In un caso che riaccenderà il dibattito sull’accesso alla cannabis terapeutica in Polinesia, la Cour d’appel de Papeete ha dichiarato un padre colpevole di uso recidivo di droga, ma è stato esonerato dalla sentenza.
Ariimatatini Vairaaroa stava infatti usando la cannabis per preparare un olio per curare il figlio di 14 anni, che soffre di autismo e epilessia. Il verdetto, emesso il 15 maggio 2025, ha suscitato forti reazioni e rinnovate richieste di riforma legislativa.
Un verdetto controverso senza pena
Sebbene Vairaaroa sia stato riconosciuto colpevole di uso di droga, la corte ha deciso di esentarlo da qualsiasi pena, riconoscendo la natura eccezionale della sua situazione. Il suo avvocato, Thibaud Millet, ha espresso sentimenti contrastanti dopo la sentenza.
“È difficile sentire che un padre, che sta facendo tutto il possibile per cercare di prendersi cura di suo figlio, mentre la nostra società non è in grado di farlo, è colpevole di un reato”, ha dichiarato Millet all’AFP. “Non avremmo mai dovuto consegnare questo padre alla giustizia”
La decisione del tribunale è stata salutata come un gesto morale, ma la condanna solleva questioni etiche sul ruolo della giustizia in atti disperati legati alla salute. Secondo la difesa, il ragazzo soffriva fino a 30 crisi al giorno, rendendo la vita quotidiana quasi impossibile per la famiglia.

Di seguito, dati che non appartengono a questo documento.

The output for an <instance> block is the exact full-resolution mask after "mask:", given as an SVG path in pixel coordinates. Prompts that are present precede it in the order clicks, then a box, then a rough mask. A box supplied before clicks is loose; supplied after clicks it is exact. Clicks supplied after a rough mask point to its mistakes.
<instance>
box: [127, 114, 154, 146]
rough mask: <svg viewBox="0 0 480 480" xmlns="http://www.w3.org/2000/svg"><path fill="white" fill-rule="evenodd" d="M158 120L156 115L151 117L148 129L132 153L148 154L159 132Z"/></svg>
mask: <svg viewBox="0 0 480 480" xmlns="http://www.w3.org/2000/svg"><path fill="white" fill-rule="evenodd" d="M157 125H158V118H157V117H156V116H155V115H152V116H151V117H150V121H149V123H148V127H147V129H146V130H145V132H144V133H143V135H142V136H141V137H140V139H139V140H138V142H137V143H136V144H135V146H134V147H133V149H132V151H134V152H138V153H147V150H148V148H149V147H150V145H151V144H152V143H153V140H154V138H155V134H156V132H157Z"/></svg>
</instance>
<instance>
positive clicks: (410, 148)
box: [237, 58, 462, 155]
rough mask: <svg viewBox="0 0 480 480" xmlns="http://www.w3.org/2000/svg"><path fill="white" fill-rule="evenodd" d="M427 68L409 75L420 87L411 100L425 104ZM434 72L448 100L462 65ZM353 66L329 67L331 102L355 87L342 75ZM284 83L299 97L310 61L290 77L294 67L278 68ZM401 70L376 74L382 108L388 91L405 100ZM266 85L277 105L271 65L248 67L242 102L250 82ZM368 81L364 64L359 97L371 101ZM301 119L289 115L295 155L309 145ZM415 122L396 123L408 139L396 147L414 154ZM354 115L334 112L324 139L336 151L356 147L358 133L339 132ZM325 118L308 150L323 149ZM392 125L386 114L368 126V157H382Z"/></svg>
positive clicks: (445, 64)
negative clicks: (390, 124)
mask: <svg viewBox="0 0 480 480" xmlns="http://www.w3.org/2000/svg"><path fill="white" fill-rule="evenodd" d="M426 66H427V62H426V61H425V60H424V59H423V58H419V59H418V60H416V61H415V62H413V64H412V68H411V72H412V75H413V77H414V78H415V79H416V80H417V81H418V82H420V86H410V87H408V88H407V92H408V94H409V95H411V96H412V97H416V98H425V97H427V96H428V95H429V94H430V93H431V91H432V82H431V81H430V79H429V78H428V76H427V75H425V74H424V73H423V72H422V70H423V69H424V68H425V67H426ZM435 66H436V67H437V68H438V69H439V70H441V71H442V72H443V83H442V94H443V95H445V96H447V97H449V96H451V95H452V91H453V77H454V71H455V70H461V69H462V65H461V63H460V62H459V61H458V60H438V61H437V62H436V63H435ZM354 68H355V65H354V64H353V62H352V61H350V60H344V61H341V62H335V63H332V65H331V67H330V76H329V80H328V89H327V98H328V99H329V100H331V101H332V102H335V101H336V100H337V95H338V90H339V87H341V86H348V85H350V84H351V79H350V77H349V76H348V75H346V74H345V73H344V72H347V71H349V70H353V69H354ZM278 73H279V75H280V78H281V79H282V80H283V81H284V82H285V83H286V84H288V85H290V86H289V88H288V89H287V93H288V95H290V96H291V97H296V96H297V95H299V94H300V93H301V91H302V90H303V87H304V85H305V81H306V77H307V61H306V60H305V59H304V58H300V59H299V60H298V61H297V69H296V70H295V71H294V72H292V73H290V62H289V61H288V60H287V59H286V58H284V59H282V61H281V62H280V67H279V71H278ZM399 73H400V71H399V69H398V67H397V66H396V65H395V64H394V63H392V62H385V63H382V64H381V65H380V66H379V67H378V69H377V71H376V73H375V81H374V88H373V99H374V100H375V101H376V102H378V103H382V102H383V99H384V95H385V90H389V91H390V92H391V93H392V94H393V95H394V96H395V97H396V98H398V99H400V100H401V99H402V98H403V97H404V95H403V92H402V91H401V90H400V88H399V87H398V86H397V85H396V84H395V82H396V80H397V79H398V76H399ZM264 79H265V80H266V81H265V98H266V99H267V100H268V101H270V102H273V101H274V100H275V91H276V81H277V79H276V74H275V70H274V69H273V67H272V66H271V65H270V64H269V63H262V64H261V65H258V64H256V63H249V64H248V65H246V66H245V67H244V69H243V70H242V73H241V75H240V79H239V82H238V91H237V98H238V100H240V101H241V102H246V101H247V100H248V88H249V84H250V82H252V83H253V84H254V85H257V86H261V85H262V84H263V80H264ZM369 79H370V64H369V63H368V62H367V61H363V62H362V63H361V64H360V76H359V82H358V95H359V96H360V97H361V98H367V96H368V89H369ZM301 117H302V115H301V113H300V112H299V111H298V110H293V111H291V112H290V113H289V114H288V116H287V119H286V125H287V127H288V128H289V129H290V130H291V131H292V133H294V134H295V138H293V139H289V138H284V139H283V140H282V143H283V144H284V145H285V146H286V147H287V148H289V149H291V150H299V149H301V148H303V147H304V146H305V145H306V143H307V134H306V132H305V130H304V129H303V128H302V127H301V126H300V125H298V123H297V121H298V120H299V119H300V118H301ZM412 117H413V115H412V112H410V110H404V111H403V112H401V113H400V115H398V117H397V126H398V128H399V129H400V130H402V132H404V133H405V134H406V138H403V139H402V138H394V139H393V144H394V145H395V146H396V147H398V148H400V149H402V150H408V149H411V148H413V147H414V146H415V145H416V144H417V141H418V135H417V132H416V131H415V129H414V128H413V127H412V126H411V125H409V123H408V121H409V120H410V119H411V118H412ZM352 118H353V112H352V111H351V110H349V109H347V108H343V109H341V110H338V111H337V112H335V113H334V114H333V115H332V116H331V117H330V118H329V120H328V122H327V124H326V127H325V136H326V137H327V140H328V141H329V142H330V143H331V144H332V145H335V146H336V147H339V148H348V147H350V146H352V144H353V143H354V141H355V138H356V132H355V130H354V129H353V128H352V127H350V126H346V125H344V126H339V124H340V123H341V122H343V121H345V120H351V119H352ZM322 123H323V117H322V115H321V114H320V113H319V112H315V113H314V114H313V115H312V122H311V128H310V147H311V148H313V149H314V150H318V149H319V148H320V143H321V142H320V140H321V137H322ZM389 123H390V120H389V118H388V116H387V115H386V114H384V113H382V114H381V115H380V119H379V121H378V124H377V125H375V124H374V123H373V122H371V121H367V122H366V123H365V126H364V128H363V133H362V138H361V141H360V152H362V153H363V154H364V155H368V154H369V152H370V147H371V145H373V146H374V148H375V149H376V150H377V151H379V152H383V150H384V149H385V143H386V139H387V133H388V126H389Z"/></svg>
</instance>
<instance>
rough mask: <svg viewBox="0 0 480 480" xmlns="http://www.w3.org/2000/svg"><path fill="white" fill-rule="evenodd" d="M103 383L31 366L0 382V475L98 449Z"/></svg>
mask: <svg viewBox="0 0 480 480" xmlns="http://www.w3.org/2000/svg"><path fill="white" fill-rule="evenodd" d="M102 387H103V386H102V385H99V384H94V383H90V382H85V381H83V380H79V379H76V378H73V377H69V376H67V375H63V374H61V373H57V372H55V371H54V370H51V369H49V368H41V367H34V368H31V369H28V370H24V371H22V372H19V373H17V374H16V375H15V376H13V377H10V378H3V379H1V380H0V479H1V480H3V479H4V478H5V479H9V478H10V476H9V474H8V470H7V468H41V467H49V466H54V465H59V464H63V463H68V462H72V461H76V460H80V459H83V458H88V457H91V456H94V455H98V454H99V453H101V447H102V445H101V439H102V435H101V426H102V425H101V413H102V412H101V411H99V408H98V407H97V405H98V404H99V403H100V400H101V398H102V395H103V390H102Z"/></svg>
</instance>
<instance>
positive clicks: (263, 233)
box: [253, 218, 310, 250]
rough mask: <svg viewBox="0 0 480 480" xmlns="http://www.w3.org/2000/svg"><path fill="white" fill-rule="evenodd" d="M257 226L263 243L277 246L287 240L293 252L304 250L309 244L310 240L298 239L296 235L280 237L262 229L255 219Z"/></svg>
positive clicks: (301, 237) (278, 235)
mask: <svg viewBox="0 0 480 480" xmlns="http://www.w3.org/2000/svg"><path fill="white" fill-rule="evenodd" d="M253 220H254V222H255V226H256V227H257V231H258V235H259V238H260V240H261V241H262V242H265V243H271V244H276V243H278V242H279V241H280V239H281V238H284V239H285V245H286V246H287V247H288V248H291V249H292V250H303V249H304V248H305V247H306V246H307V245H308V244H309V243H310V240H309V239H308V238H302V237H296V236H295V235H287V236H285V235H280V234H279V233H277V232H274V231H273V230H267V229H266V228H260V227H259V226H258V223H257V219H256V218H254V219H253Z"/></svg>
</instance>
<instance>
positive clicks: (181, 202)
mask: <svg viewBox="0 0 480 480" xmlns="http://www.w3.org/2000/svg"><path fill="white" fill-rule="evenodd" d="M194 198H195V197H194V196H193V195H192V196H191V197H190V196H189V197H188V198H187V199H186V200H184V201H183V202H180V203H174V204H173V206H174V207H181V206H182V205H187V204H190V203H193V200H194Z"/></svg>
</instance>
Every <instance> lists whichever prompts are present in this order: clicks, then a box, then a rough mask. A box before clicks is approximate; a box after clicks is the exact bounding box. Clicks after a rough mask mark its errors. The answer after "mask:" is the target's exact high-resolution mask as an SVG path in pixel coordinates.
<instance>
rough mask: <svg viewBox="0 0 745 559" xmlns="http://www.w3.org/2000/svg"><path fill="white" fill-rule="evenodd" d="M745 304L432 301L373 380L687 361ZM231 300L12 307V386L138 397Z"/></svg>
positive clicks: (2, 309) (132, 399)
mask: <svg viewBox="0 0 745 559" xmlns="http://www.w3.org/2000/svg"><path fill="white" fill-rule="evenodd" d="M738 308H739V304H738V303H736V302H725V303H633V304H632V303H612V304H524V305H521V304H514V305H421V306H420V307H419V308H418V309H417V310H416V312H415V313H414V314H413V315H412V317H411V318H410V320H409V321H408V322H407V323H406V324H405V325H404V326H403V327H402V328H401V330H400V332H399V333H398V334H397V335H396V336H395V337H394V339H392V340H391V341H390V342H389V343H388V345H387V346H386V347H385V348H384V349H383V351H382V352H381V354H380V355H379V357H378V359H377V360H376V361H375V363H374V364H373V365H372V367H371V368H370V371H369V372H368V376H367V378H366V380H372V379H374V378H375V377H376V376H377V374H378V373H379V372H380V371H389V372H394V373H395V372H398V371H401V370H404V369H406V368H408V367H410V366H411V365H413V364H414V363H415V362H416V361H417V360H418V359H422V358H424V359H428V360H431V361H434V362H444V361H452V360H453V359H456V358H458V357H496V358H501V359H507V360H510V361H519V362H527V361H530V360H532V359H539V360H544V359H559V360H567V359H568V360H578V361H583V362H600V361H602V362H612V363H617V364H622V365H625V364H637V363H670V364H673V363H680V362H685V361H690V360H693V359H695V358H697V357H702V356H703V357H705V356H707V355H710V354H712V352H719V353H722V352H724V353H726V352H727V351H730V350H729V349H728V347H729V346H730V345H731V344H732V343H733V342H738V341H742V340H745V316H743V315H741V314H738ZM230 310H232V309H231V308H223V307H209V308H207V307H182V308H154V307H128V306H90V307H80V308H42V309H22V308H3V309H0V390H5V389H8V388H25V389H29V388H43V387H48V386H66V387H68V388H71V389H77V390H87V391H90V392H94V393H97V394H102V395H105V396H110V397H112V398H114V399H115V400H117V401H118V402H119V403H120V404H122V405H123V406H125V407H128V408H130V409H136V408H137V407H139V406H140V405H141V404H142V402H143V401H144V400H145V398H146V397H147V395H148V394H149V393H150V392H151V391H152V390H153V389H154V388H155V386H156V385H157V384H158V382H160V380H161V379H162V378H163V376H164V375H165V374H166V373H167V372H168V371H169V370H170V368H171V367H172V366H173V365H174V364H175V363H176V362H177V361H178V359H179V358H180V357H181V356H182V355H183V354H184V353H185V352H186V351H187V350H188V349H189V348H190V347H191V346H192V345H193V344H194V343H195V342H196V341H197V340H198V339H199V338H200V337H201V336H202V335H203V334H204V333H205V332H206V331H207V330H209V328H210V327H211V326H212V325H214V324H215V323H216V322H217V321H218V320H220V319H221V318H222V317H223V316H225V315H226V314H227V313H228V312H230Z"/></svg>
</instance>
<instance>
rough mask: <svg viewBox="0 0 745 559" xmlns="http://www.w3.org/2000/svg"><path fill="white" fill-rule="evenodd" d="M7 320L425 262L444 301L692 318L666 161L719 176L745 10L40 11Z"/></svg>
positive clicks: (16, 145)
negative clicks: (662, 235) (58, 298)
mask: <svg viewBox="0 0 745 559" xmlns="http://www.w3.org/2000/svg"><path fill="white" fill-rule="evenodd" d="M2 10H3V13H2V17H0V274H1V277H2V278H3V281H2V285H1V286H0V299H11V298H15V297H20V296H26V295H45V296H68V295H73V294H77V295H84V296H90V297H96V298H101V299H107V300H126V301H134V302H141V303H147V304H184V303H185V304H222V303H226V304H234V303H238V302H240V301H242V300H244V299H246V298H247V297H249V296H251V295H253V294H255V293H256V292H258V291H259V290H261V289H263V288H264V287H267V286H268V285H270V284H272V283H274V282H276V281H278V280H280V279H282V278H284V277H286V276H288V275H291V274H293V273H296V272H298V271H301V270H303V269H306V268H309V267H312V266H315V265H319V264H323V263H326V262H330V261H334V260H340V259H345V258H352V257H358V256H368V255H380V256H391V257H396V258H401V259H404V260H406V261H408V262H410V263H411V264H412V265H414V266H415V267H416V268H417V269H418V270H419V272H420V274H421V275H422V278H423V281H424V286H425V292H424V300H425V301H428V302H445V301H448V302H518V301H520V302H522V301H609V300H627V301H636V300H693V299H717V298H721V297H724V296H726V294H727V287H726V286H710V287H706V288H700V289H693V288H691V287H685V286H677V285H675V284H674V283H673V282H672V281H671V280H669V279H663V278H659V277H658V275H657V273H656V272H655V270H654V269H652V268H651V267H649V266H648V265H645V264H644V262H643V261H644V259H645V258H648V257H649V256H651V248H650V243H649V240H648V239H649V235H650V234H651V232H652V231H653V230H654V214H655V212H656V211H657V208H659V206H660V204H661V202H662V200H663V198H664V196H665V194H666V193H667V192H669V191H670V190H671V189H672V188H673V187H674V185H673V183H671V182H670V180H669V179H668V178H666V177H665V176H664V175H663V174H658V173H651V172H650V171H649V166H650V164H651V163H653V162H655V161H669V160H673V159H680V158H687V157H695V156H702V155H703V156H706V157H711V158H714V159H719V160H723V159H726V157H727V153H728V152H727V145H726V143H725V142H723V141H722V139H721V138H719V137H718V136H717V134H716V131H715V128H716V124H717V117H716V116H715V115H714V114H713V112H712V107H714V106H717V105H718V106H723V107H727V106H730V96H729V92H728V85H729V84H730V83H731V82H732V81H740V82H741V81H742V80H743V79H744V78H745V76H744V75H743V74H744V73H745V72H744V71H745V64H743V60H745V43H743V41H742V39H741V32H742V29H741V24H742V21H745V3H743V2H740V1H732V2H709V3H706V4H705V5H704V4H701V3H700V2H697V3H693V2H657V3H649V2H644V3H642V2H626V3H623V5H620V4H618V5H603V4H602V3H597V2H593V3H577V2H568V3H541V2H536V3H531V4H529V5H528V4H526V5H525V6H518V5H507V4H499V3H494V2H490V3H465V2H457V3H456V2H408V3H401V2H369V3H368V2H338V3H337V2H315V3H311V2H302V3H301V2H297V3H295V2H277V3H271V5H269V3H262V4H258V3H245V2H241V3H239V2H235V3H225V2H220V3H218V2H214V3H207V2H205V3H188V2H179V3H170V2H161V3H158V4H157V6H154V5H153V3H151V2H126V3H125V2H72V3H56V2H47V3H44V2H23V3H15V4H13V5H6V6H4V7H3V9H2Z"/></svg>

“Ci sono farmaci disponibili, ma sono vietati in Francia e in Polinesia. Non aveva altra scelta”, ha spiegato Me Millet in tribunale. Ha anche sottolineato l’impatto drammatico del sequestro da parte della polizia delle piante di cannabis dalla casa della famiglia, descrivendolo come una “privazione di cure” che ha messo direttamente in pericolo la salute del bambino.
Dall’assoluzione all’appello
Il caso inizialmente si è concluso con un’assoluzione, con il tribunale che ha riconosciuto la natura “incontrollabile” della situazione. Il giudice ha ritenuto che il sig. Vairaaroa avesse agito sotto costrizione, spinto dalle immediate necessità mediche del figlio. Tuttavia, l’accusa si è appellata, chiedendo una sospensione della pena di tre mesi, e suggerendo che il padre avrebbe potuto consumare la cannabis anche a proprio beneficio.
All’udienza d’appello di aprile, il pubblico ministero ha sostenuto che, qualunque fosse l’intenzione, la coltivazione di cannabis era comunque illegale e comportava una sanzione penale. Tuttavia, la Corte d’appello ha optato per una sospensione della pena senza esecuzione, citando il contesto eccezionale e le motivazioni del padre.
Sebbene questa decisione eviti la reclusione, rafforza comunque la natura criminale della produzione domestica di olio di cannabis, anche quando non è chiaramente destinato all’uso ricreativo.